Therapeutics of Diabetes Mellitus: Focus on Insulin Analogues and Insulin Pumps

Laboratory of Applied Bioorganic Chemistry, Chemical Engineering Faculty, Aristotle University, 54124 Thessaloniki, Greece

Received 2 November 2009; Accepted 1 February 2010

Academic Editor: Ryichi Kikkawa

Copyright © 2010 Vasiliki Valla. This is an open access article distributed under the Creative Commons Attribution License, which permits unrestricted use, distribution, and reproduction in any medium, provided the original work is properly cited.

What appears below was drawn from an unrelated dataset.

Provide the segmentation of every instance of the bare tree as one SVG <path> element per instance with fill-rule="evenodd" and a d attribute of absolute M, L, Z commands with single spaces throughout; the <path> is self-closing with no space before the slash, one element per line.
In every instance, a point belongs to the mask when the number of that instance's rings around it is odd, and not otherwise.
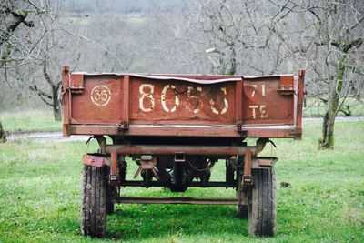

Aim. Inadequately controlled diabetes accounts for chronic complications and increases mortality. Its therapeutic management aims in normal HbA1C, prandial and postprandial glucose levels. This review discusses diabetes management focusing on the latest insulin analogues, alternative insulin delivery systems and the artificial pancreas. Results. Intensive insulin therapy with multiple daily injections (MDI) allows better imitation of the physiological rhythm of insulin secretion. Longer-acting, basal insulin analogues provide concomitant improvements in safety, efficacy and variability of glycaemic control, followed by low risks of hypoglycaemia. Continuous subcutaneous insulin infusion (CSII) provides long-term glycaemic control especially in type 1 diabetic patients, while reducing hypoglycaemic episodes and glycaemic variability. Continuous subcutaneous glucose monitoring (CGM) systems provide information on postprandial glucose excursions and nocturnal hypo- and/or hyperglycemias. This information enhances treatment options, provides a useful tool for self-monitoring and allows safer achievement of treatment targets. In the absence of a cure-like pancreas or islets transplants, artificial “closed-loop” systems mimicking the pancreatic activity have been also developed. Conclusions. Individualized treatment plans for insulin initiation and administration mode are critical in achieving target glycaemic levels. Progress in these fields is expected to facilitate and improve the quality of life of diabetic patients.